Article Reviews, Trading

Doomsayers Are Out In Force!

Following my last blog post about the market scheduled to go down, I was just watching CNBC today and it seems like all the doomsayers are out in force!

  • Doug Kass (Seabreeze Partners Management)
    • Earnings quality are lousy
    • S&P can go to 1400
    • Investors should raise cash.
  • Byron Wien (Blackstone)
    • S&P goes to 1300
    • The market is in euphoria.
    • Earnings expectations are rolling over, and earnings performance are coming down.
    • S&P EPS per quarter has been around ~$25, we are going to see $23.
    • Headwinds coming up: 2% payroll cut, consumer spending is going down, taxes are going up, debt ceiling resolution would involve entitlement cuts.
  • Stewart Richardson (RMG Wealth Management)
    • Sentiment indicators are either consistent with where they have been at previous market highs for the last 2-3 years, prior to market downturns.
    • Expects a 5-10% market correction.
  • Jim O’Neill (Goldman Sachs Asset Management)
    • While the underlying momentum for the year is still very favorable, we can quite easily correct further.
  • Trimtabs
    • Mutual fund inflows in January into equity mutual funds and ETFs was a record $77.4 billion, which are at levels similar to early 2000.
  • Art Cashin (UBS)
    • A head-and-shoulders has formed over the last few days. Left shoulder around 1510, head around 1514, right shoulder around 1510.
    • If the S&P breaks above 1514 to say 1517, then all’s well.
    • If the S&P breaks below 1495 (the neckline), it can go to 1475 or 1450.
  • David Coleman (Vickers Weekly Insider Report)
    • Insiders are waving the cautionary flag in an increasingly aggressive manner.
    • There have been more than 9 insider sales for every 1 buy over the past week among NYSE stocks.
    • The last time executives sold this aggressively was in early 2012, just before the S&P 500 went on to correct 10% to its low for the year.
    • The 8 week sell-buy ratio is 5-to-1, the most bearish since early 2012. The last time was in June 2011, just before the market correction.
  • Bill Fleckenstein (Fleckenstein Capital)
    • Rates are going to be higher exiting this year.
    • Some time this year, the stock market is going to get clubbed but I don’t think it is starting right now.
  • Jim Rogers
    • I am shorting Government bonds. I have been stopped out 2 or 3 times, but I am making money at the moment.
    • Stocks are going up but I don’t see how this can last.
    • After the German election, where is the good news coming from?
  • Jim Iuorio
    • He would sell the S&P now. It is a correction and he thinks it is healthy, and might take a few weeks to a month.
    • When you are in a correction, it feels like something more. The correction ends when there is a rush to the exits, i.e. capitulation.
    • If futures drop below 1490, he would look to 1475.
    • If futures go above 1512, the correction is not here yet.

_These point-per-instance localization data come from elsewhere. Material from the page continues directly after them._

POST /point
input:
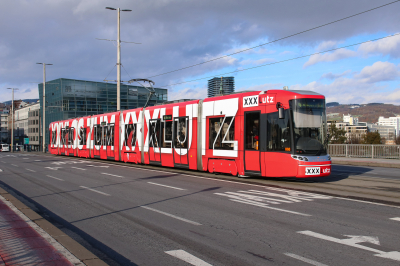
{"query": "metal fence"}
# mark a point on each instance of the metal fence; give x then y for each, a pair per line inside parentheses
(365, 151)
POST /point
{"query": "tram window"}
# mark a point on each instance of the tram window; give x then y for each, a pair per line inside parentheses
(97, 135)
(130, 135)
(278, 132)
(252, 131)
(166, 138)
(181, 132)
(221, 132)
(154, 133)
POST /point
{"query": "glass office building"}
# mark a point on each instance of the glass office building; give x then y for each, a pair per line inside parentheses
(69, 98)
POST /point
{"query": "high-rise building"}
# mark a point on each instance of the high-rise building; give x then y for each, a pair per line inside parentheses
(220, 86)
(68, 98)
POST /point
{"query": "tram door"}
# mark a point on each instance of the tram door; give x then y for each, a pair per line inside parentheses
(181, 139)
(252, 142)
(154, 141)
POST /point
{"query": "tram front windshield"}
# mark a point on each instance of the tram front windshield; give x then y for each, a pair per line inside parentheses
(309, 126)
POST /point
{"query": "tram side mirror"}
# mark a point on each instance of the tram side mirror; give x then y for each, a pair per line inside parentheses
(281, 110)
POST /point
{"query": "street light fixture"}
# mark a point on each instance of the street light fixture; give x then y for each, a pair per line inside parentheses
(118, 58)
(44, 105)
(12, 119)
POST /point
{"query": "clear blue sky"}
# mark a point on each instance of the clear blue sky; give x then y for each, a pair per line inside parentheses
(180, 33)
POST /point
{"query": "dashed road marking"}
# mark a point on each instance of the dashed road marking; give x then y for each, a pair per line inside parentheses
(171, 215)
(187, 257)
(312, 262)
(78, 168)
(112, 175)
(55, 177)
(165, 186)
(91, 189)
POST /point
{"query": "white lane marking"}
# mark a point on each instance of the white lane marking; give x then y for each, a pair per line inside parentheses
(239, 183)
(91, 189)
(165, 186)
(381, 204)
(312, 262)
(99, 166)
(353, 241)
(78, 168)
(267, 207)
(68, 255)
(171, 215)
(53, 168)
(55, 177)
(187, 257)
(112, 175)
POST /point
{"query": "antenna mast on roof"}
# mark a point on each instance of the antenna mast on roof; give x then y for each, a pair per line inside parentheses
(151, 91)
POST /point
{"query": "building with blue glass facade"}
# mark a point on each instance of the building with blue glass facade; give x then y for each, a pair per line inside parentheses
(69, 98)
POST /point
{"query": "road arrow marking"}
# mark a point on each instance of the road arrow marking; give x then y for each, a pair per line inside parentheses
(189, 258)
(354, 241)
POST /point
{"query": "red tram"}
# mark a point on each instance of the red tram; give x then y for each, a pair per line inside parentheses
(275, 133)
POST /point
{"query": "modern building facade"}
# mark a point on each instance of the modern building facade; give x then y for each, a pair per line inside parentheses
(69, 98)
(391, 121)
(220, 86)
(4, 138)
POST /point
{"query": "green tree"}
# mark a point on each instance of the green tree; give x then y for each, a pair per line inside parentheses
(336, 135)
(372, 138)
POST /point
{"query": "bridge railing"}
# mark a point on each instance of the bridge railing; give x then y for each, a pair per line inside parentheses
(365, 151)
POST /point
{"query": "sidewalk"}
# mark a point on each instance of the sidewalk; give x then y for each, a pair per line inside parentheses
(21, 244)
(28, 239)
(391, 163)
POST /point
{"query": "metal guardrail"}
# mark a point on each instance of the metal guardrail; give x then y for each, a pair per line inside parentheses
(365, 151)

There you have it. It seems like everyone (at least all the media personalities) are all saying the market is going down. Is this a contrarian signal?

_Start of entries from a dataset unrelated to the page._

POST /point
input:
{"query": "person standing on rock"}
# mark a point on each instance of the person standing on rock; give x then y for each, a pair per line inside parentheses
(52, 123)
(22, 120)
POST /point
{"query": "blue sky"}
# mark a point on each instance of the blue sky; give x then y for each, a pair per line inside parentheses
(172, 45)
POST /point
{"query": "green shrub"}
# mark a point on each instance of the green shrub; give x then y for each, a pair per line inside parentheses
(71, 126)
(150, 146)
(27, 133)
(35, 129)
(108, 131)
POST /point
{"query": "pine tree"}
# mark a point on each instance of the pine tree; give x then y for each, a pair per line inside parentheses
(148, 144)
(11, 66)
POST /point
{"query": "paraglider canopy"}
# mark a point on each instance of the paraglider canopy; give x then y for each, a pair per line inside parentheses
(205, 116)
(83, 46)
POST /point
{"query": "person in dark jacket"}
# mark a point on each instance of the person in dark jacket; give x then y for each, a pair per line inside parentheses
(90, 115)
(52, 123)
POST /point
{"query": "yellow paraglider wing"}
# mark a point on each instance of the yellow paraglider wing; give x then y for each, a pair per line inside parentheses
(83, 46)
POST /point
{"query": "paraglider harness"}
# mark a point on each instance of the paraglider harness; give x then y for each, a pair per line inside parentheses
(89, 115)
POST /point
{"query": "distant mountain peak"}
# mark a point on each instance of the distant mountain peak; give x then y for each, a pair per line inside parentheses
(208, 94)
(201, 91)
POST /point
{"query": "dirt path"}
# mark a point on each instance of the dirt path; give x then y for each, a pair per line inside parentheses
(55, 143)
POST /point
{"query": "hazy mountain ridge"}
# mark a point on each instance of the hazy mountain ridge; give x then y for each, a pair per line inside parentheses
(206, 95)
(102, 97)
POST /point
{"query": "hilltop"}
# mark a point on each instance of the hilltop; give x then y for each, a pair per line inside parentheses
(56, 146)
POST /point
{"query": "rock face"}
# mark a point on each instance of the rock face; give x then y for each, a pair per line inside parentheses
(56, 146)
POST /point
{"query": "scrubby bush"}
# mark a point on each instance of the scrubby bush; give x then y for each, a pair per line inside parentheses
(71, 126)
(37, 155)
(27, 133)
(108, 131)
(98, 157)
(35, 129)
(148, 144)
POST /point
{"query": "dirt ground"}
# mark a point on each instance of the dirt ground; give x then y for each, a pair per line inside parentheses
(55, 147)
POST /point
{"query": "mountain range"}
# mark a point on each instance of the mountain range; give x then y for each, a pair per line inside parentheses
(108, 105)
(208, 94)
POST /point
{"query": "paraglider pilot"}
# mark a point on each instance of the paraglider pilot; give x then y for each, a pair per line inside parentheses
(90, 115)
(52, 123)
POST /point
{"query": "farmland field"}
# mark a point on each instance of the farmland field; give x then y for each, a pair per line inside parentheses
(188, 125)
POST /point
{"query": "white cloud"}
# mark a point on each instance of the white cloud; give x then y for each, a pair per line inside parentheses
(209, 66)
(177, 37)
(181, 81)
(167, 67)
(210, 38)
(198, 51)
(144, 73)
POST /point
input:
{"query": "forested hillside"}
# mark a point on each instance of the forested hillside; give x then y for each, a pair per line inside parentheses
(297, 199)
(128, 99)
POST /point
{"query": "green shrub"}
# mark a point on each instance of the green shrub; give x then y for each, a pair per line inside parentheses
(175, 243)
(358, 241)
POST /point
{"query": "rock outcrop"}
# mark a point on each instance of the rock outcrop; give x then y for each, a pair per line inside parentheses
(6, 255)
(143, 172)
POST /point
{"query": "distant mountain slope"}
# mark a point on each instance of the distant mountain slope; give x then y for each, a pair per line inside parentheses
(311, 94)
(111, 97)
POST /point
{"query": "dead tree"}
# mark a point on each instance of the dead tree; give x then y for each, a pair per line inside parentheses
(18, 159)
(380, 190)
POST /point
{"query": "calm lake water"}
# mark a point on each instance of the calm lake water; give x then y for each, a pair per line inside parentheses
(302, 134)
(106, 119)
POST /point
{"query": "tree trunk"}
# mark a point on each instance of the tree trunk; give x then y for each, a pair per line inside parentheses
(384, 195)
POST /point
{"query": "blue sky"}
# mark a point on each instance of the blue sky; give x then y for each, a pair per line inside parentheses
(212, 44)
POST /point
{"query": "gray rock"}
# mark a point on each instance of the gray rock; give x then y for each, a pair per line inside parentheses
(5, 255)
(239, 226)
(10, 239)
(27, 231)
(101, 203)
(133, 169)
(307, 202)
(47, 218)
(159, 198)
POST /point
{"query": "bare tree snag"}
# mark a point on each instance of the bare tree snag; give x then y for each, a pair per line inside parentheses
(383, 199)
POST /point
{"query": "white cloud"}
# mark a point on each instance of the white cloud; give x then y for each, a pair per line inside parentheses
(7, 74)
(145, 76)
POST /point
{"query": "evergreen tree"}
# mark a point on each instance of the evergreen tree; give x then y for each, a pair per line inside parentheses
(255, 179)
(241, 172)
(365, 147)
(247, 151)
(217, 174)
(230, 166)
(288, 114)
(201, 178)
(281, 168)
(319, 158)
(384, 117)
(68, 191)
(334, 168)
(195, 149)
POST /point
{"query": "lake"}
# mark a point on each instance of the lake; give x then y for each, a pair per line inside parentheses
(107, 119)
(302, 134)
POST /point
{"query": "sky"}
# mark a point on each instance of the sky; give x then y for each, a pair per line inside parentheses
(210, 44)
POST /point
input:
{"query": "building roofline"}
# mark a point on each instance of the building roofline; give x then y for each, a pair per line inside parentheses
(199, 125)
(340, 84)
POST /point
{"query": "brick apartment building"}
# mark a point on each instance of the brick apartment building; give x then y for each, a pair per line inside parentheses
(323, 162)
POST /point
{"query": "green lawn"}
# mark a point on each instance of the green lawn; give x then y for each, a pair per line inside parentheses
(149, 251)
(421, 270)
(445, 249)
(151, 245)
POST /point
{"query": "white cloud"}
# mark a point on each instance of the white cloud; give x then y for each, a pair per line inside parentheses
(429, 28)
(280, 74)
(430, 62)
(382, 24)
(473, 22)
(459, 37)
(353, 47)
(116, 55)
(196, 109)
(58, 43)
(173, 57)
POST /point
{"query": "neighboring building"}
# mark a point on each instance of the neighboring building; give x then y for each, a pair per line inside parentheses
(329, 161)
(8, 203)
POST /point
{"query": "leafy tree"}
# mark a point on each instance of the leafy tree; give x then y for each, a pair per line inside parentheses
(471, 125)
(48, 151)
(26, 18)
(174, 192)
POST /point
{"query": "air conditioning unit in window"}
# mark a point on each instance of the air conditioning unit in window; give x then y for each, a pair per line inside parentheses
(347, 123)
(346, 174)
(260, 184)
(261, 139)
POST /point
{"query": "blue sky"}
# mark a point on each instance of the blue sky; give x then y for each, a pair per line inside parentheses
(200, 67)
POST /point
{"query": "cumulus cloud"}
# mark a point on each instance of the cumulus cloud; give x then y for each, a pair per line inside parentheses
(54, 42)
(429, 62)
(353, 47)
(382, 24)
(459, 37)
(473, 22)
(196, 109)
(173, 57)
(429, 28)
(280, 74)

The market action is certainly very volatile, after a long period of consecutive up days, we now just had 5 days (including today) of what I would call ‘whipping action’. The market whipped up on Friday Feb 1, whipped down on Monday Feb 4, whipped up on Tuesday Feb 5, did a double dip on Wednesday Feb 6, and did a whip down again today Thursday Feb 7. Crazy action. Great for intraday traders, not so good for longer-term players.

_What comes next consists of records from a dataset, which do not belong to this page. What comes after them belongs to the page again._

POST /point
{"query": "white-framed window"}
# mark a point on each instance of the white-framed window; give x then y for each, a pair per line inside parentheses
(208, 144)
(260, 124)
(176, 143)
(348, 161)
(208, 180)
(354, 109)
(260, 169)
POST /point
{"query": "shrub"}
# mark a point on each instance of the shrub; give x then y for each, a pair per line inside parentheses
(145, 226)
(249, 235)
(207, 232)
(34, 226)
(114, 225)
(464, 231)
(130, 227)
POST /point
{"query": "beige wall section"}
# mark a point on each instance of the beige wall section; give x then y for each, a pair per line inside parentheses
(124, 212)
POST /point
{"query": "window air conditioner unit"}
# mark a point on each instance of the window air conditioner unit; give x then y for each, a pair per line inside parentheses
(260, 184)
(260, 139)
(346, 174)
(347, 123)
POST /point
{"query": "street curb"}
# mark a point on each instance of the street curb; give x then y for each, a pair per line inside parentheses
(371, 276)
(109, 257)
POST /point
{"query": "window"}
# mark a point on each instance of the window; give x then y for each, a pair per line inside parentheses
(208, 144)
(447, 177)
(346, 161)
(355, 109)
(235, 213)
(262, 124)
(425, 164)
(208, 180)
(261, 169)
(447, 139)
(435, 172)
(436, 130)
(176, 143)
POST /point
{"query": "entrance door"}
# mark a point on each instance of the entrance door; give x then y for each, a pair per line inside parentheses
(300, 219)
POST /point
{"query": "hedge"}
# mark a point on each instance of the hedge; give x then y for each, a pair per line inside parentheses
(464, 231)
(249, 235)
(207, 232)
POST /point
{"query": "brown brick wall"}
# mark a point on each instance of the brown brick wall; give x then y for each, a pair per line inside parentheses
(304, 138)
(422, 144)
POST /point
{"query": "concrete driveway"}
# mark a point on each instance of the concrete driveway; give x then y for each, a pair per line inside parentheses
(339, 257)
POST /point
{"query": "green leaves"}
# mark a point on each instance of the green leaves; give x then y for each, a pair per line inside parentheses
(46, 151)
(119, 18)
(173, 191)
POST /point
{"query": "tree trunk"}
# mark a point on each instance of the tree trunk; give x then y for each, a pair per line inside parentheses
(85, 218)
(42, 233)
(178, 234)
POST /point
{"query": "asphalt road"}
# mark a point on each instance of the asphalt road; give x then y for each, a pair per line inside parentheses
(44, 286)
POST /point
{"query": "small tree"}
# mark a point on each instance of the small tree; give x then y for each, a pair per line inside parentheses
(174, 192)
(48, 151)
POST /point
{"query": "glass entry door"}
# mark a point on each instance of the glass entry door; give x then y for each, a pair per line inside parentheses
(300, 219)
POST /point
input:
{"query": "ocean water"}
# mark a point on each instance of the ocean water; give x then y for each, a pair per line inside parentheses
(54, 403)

UPDATE: The market closed well off its low today, which is very constructive. Before the start of the trading session today, I was thinking that the today would be a good up day due to 1) upside momentum from the recovery in the European markets, 2) Nikkei was also not selling off after its huge run up, it started off going lower, then recovered, and 3) I was still seeing decent support and buying across a spectrum of stocks, in particular, yesterday’s action showed that even though it started off as a down day, stocks did not want to sell off. At the start of today’s session, stocks were also not selling off, and was simply wandering around in the low reds, with some stocks still being pushed up.

Because of that, I took some long trades. However the price action in the futures did not conform with my view and I got stopped out twice. The market was making lower lows and lower highs. You don’t fight the tape, so I reversed my position and went short, and managed to get that half-day leg down. I was expecting a bounce at the bottom, but the magnitude of the reversal was surprising. So my long bias for the short-term is back.

With the kind of crazy buying that is taking place, it feels to me it will have to end in some kind of a capitulation, followed by a steep correction. Something to watch out for.

UPDATE (March 31, 2013): The markets continued their upward march to new highs. Looks like the doomsayers out in force turned out to be a contrarian indicator after all.